Agreed on all points. I believe Nissan and Tesla will both get there, with Nissan most likely beating Tesla to the punch.

Tesla sees its Model III as a competitor to a BMW 3-series, not a chevy, so I think your analysis is spot on. It will nominally start in the $30ks, but will be quickly optioned up to $50k or more.

Nissan-Renault is already today at the sales numbers that Tesla wants to achieve in the end of 2015. So… it makes it pretty hard for Tesla to do that unless Nissan-Renault reduce their sales.

Plus Teslas goals are most of the time underachieved so it will probably be mid 2016 before they reach the numbers Nissan-Renault has today.

Tesla will definitely need the Model 3 and the Gigafactory up and running before having a shot at permanently reaching or surpass the levels of Nissan-Renault BEV sales (and if you would add PHEV’s then Tesla will be even further behind)
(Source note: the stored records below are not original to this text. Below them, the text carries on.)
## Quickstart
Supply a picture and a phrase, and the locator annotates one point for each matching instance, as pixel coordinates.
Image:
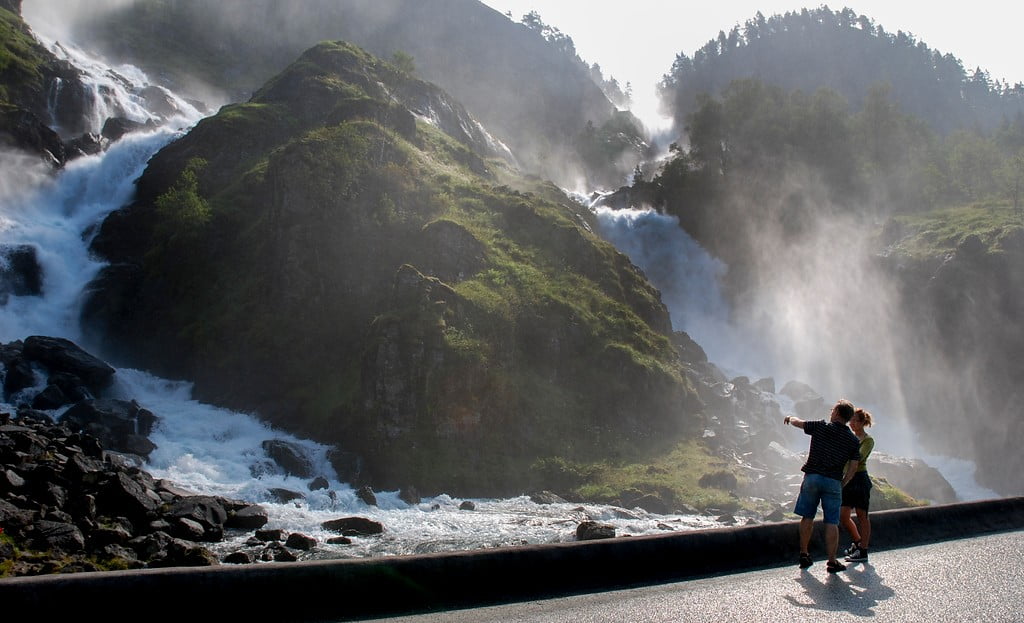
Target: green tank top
(866, 445)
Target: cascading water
(688, 278)
(200, 447)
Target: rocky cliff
(327, 255)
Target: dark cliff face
(29, 94)
(325, 255)
(967, 304)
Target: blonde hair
(864, 415)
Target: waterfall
(201, 447)
(689, 279)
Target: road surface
(978, 579)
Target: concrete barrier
(352, 589)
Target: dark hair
(864, 415)
(845, 409)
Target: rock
(719, 480)
(348, 465)
(27, 132)
(410, 495)
(116, 127)
(297, 540)
(913, 476)
(238, 557)
(274, 534)
(250, 516)
(207, 511)
(60, 536)
(546, 497)
(353, 527)
(285, 495)
(120, 425)
(588, 531)
(20, 274)
(291, 457)
(367, 495)
(59, 355)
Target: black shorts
(858, 492)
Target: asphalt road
(978, 579)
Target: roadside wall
(340, 590)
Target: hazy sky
(637, 40)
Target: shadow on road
(856, 590)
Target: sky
(983, 33)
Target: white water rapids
(215, 451)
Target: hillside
(892, 255)
(847, 53)
(526, 86)
(328, 257)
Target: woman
(857, 493)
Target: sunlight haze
(603, 32)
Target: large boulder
(59, 355)
(20, 274)
(120, 425)
(291, 457)
(353, 527)
(914, 476)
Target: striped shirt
(832, 446)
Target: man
(832, 461)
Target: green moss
(673, 475)
(938, 232)
(885, 496)
(20, 57)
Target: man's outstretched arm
(793, 419)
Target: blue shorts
(817, 488)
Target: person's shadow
(857, 590)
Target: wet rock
(588, 531)
(297, 540)
(367, 495)
(59, 355)
(291, 457)
(353, 527)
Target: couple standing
(836, 476)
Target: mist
(818, 305)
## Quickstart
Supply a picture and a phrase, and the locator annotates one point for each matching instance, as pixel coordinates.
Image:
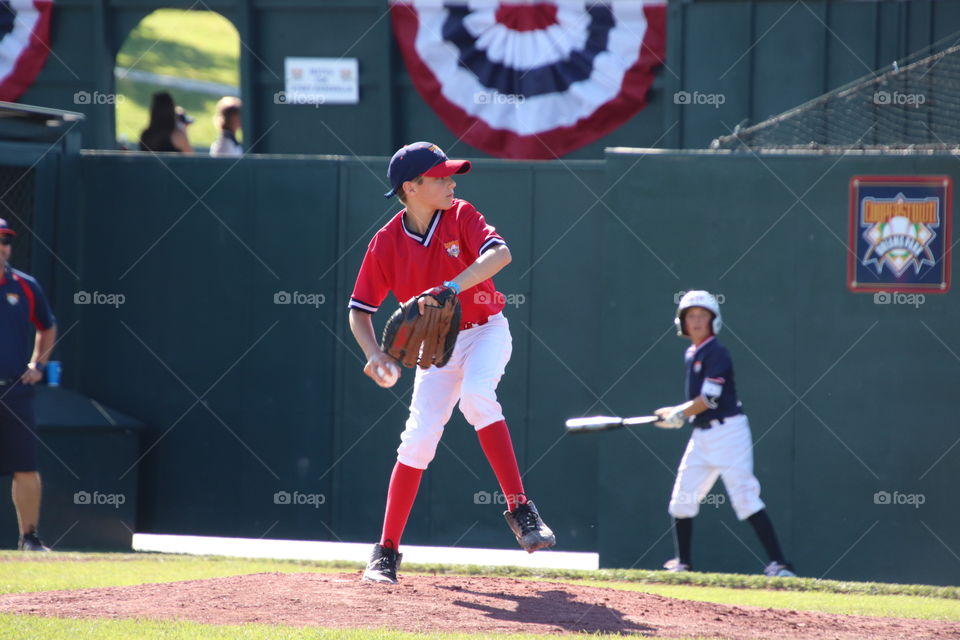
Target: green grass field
(75, 571)
(199, 45)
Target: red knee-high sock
(498, 447)
(404, 483)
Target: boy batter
(438, 242)
(720, 445)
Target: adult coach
(720, 445)
(27, 334)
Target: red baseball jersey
(407, 263)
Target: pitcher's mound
(455, 603)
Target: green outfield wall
(754, 58)
(248, 399)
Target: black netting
(914, 104)
(16, 207)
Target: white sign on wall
(320, 81)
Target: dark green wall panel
(763, 58)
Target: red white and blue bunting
(528, 79)
(24, 44)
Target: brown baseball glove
(426, 339)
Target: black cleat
(31, 542)
(530, 530)
(383, 565)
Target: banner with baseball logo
(900, 237)
(24, 44)
(531, 80)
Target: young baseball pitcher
(720, 445)
(440, 246)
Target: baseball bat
(606, 423)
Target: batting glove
(674, 421)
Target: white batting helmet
(698, 299)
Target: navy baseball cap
(421, 159)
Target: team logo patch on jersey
(899, 233)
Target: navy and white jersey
(23, 311)
(710, 374)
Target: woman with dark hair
(163, 134)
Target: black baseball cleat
(31, 542)
(529, 528)
(383, 565)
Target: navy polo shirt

“LEAF is little bit better than mere compliance car…”

Have to strongly disagree with that. Unlike compliance cars you can actually buy a LEAF at a local dealer almost anywhere in the US. And unlike, say, the Focus Electric, you’ll find a wide selection of LEAFs on dealer lots in any major metro area. Unlike with compliance cars you’ll also find Nissan service shops that are actually familiar with the unique requirements of the LEAF (not every shop, but most of them). You’ll also find a healthy-sized support community including lots of advice and after-market add-ons.

After US electric car incentives are discontinued when Nissan’s total sales reach 200 000, it is very probable that people do not want to buy Leaf as it is seriously overpriced.

I doubt that. I think nissan will have significantly reduced cost and improved the car with the gen II. If they do that there will be a market after the subsidies run out. If the rumors are true and a 150 mile leaf is going to get built and they get close to the $300/kwh, a 40 kwh pack will cost them about $12K. That should be a faster more desirable car, if they make the interior and exterior desirable enough.

Nissan has been amazing so far in their efforts to kick gas. They have had some stumbles with battery capacity loss, however, they keep getting better. I can’t wait for the 150 mile Leaf. It will put EV sales into high gear. Go Carlos and Elon. I had a leaf for 3 years and drove it 45,000 miles before trading it in for a Rav4 EV this year. I’m happy I was one of the first few hundred Leaf buyers in the US.

I believe the adjective you seek is “dominant”.

Part of the reduction in gas prices recently has been influenced by the fact that people are driving less, at least here U.S.
In fact many young people are choosing the no car option, which is really the best way to reduce pollution, but it is more of a consequence of the worldwide economic downturn that affected younger people disproportionately.
I think the ev will do fine, it’s just that the revolution will evolve more slowly than many suspect.

1. I think you have to hand it to Nissan and Carlos, all the OEMs were anti EV and Nissan went against everyone else, GM and Volt not withstanding.
2. Comparing Tesla and Nissan is false, Tesla is a new company so different from other automakers I would say they are a new thing all together, making a product in a different class.
3. The notion that people will just give up their cars is silly, all those roads and suburbs will be here for a long time and the only thing that works with that is cars.